That will work. Starting at some size, yep I forget, there usually are two slanted slots made into the sides which I use a small screwdriver to remove the wood circle. As you have found out, on the smaller hole saws you will need to remove the drill bit or arbor to remove the wood plug.


----------



## DexterII (Jul 14, 2010)

On thicker materials, a door as an example, drill a bit over halfway from one side, then finish it from the other side; not that it always works out in your favor, but sometimes it helps keep the waste from being jammed into the bit as far, and it will leave a cleaner hole.


----------



## nap (Dec 4, 2007)

if you do not need a very accurate hole, you can also wobble the hole saw as you drill/cut. It will cut the plug so it is smaller than the inside dimension of the holesaw.


----------



## waterman1971 (Apr 19, 2009)

Thurman said:


> That will work. Starting at some size, yep I forget, there usually are two slanted slots made into the sides which I use a small screwdriver to remove the wood circle. As you have found out, on the smaller hole saws you will need to remove the drill bit or arbor to remove the wood plug.

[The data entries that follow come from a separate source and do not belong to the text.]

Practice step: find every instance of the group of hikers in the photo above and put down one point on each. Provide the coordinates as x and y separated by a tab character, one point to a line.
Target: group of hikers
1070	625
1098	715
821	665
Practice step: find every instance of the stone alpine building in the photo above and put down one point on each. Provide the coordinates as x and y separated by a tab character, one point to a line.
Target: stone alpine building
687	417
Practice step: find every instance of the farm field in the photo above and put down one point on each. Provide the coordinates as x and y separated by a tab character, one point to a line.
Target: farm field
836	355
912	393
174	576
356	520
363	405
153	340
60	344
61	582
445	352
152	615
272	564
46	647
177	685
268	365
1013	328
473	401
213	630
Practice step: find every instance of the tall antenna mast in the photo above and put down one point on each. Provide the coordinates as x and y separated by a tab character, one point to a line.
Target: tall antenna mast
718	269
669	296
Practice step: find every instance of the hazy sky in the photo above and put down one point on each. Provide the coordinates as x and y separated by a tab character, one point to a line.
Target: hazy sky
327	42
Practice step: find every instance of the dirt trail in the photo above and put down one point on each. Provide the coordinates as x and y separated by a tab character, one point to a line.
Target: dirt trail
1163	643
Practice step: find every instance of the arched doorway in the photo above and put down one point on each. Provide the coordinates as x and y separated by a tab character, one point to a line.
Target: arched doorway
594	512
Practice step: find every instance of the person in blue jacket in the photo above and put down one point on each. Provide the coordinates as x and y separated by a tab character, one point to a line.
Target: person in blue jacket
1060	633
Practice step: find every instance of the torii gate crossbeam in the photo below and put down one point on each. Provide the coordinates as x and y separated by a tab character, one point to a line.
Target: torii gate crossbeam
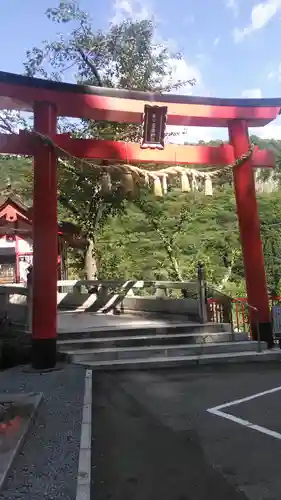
49	100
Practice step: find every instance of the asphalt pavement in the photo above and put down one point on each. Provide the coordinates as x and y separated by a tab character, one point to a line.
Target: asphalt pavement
153	438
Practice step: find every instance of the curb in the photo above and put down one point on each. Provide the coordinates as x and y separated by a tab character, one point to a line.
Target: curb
24	431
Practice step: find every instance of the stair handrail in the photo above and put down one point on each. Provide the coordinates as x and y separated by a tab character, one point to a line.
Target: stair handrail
244	302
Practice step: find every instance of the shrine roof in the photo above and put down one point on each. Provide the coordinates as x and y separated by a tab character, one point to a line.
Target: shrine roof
99	103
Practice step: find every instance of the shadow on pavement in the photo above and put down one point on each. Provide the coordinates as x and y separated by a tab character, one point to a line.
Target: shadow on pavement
136	457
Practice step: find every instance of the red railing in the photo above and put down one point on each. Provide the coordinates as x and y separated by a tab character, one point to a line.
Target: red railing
240	312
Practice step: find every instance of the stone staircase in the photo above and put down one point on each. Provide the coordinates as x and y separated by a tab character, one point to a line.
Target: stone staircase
160	344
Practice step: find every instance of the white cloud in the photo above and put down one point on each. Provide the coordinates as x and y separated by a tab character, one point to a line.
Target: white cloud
261	15
275	74
124	9
252	93
233	6
270	131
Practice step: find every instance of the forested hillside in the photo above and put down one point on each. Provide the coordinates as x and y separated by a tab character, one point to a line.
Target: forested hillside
132	236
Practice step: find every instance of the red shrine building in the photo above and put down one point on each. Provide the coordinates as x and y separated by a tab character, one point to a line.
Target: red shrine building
49	100
16	242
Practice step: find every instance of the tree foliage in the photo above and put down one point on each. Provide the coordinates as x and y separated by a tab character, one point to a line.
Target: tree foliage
124	56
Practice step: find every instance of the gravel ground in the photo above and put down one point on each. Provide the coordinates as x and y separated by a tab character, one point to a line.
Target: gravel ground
46	468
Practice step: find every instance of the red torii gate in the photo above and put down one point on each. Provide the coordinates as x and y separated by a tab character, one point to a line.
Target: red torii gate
48	100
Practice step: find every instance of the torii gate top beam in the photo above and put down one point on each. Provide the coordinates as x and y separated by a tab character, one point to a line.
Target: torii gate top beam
126	106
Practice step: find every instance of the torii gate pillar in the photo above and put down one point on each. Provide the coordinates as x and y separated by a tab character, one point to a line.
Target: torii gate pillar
45	245
249	224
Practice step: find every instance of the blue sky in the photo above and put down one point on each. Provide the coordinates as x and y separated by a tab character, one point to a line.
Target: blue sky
230	46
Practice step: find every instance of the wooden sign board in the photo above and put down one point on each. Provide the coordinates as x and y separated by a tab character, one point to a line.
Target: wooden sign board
154	126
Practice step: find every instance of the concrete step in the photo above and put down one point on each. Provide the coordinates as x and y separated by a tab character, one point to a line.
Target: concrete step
185	361
134	353
140	328
132	341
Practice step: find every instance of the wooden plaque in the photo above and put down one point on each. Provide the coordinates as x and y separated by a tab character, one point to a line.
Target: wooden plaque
154	125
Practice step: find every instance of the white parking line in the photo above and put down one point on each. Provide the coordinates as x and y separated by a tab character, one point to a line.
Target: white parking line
84	466
216	410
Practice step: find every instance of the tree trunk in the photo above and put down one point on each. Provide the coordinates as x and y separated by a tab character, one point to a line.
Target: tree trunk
91	266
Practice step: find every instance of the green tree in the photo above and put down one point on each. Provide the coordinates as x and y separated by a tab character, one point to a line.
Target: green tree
124	56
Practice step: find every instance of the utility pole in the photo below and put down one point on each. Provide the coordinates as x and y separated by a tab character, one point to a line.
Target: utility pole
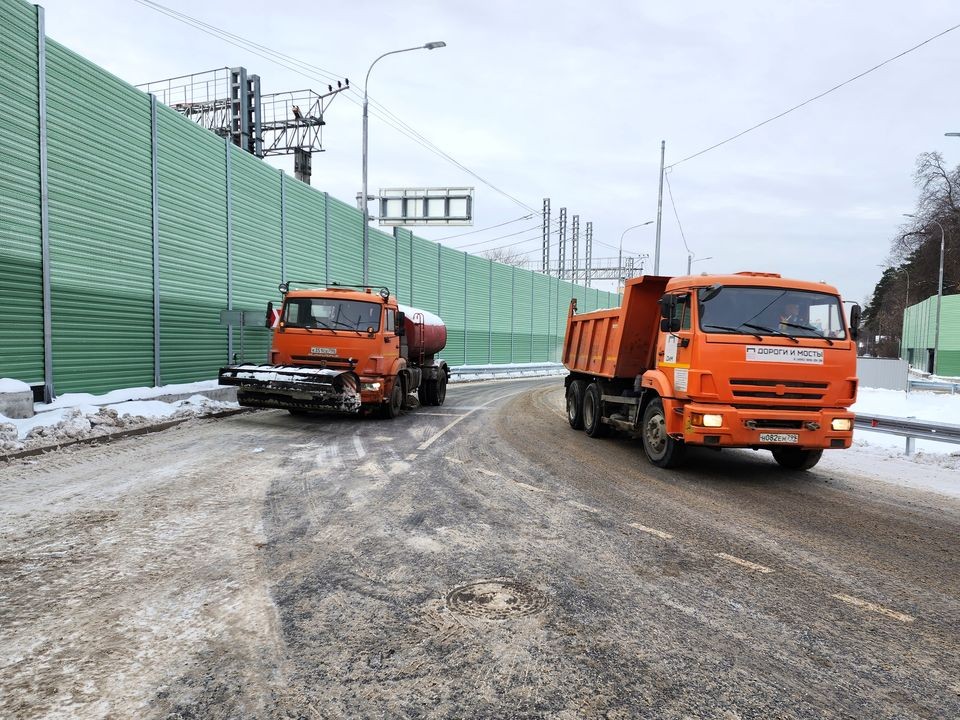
656	255
563	244
546	237
589	252
574	260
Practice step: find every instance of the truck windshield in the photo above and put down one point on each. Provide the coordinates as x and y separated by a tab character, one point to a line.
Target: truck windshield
770	311
332	314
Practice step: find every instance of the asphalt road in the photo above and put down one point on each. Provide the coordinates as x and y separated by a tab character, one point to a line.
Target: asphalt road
476	560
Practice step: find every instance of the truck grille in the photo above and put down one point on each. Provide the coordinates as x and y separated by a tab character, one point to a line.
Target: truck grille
777	389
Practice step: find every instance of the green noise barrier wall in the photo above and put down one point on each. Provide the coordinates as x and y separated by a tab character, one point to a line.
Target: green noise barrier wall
125	234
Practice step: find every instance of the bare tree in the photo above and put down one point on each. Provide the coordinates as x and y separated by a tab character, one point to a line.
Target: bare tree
506	256
913	271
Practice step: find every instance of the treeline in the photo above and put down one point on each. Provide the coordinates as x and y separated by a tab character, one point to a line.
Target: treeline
913	266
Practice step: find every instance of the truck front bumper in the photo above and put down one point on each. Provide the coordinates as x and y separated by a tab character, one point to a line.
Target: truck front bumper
727	426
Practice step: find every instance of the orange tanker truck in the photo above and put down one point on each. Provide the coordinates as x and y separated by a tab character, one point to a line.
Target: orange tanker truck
345	350
748	360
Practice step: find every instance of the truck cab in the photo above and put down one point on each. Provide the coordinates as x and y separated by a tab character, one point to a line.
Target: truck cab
748	360
347	350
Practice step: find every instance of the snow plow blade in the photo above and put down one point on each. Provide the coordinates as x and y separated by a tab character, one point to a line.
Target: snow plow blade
294	388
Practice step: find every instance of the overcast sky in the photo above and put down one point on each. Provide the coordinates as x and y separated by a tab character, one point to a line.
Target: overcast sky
570	100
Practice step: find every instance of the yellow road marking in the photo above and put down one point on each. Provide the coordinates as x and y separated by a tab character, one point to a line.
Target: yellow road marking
652	531
873	607
744	563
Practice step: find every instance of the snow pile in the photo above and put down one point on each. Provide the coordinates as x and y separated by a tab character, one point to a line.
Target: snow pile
64	423
11	385
922	405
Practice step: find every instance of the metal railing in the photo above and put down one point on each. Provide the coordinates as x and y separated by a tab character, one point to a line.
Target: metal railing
909	428
944	385
471	372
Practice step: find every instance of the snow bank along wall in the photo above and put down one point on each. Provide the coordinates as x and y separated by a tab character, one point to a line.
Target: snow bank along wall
125	229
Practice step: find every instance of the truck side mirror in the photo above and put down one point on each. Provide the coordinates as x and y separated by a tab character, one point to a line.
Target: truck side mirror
668	305
855	322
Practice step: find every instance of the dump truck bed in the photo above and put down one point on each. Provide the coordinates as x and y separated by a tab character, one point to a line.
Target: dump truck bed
617	343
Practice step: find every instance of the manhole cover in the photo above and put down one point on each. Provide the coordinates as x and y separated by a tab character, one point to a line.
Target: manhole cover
496	599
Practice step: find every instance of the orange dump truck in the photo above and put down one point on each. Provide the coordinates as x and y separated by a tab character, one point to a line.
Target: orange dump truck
749	360
345	350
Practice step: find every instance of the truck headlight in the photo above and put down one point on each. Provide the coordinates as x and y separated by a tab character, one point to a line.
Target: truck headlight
706	420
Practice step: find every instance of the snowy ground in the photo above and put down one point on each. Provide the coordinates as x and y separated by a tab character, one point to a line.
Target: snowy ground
935	466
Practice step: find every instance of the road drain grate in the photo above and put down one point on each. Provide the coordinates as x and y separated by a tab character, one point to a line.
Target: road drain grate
496	599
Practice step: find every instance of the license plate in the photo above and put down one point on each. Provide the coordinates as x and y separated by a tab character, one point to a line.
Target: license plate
779	437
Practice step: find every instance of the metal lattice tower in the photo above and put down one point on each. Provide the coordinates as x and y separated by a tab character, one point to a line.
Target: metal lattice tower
228	102
562	252
545	264
575	257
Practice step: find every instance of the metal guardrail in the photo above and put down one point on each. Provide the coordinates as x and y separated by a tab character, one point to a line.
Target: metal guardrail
944	385
909	428
463	372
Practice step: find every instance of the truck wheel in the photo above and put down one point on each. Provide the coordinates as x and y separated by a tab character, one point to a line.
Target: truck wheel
593	412
575	404
433	392
796	459
661	449
392	407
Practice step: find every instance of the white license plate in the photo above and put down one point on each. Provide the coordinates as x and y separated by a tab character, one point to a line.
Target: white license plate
779	437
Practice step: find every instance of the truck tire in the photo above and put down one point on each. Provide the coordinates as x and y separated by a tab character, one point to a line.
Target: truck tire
575	404
796	458
433	392
661	449
392	407
593	423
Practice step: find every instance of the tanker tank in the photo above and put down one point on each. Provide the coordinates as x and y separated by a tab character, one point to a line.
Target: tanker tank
425	332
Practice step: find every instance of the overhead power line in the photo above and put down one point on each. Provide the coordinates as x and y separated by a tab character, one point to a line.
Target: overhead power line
666	176
815	97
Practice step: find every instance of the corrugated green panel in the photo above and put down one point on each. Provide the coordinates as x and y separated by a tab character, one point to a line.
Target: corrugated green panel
404	264
502	306
255	245
193	248
382	268
453	302
522	316
542	317
100	227
426	275
21	299
478	311
948	363
346	243
304	243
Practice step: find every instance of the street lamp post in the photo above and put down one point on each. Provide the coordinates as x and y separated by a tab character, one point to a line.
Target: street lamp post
936	331
364	198
620	253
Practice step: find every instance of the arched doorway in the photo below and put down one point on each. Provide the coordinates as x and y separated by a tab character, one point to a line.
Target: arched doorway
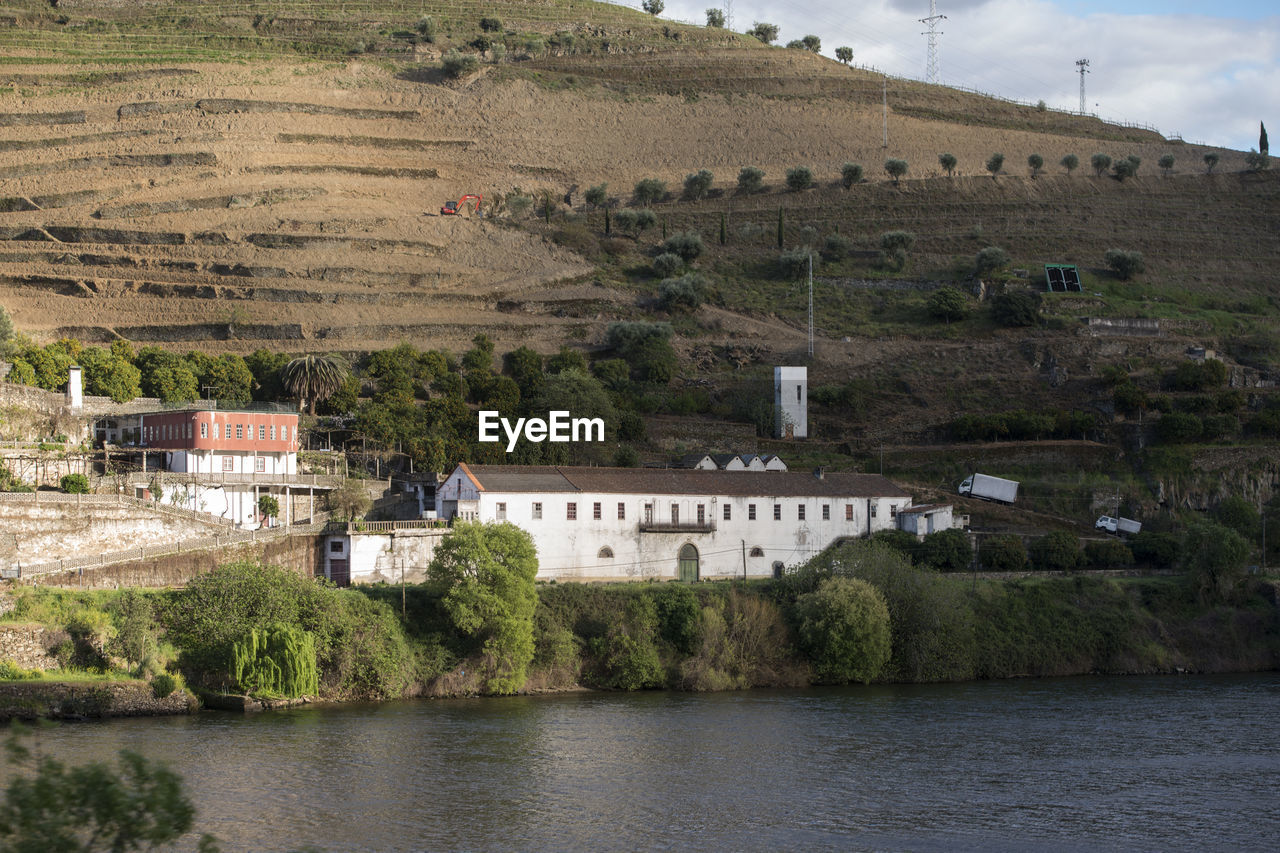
688	564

I always thought those slots were used for stabbing yourself in the palm of the hand.


----------



## nap (Dec 4, 2007)

waterman1971 said:


> I always thought those slots were used for stabbing yourself in the palm of the hand.


work good, don't they??!!!

just wait and see how exciting it is when you have a screwdriver stuck in there and accidentally hit the trigger (of course the proper thing to do is unplug the drill or remove the battery which I am sure we all do just so that won't happen)


----------



## bluefish7 (Sep 22, 2014)

Does anybody know if the pilot bits come out of the hole saw bits? I broke my bit and don't have it with me, trying to determine if I need to get another hole saw with pilot bit on the way home or if I could replace the pilot bit by taking it out. THanks!


----------



## de-nagorg (Feb 23, 2014)

Mine has an allen set screw to replace the pilot.


ED


----------



## Scottg (Nov 5, 2012)

If wood plug is REALLY jammed in, you can use long screws and drive them into the sides of the plug until they bottom out and they'll help push the plug out.

See video:


----------



## Energyrater (Dec 11, 2009)

I do something similar to that but I just drive a long screw into the plug to give myself something to grab on to. Then just pull/wiggle it out.


----------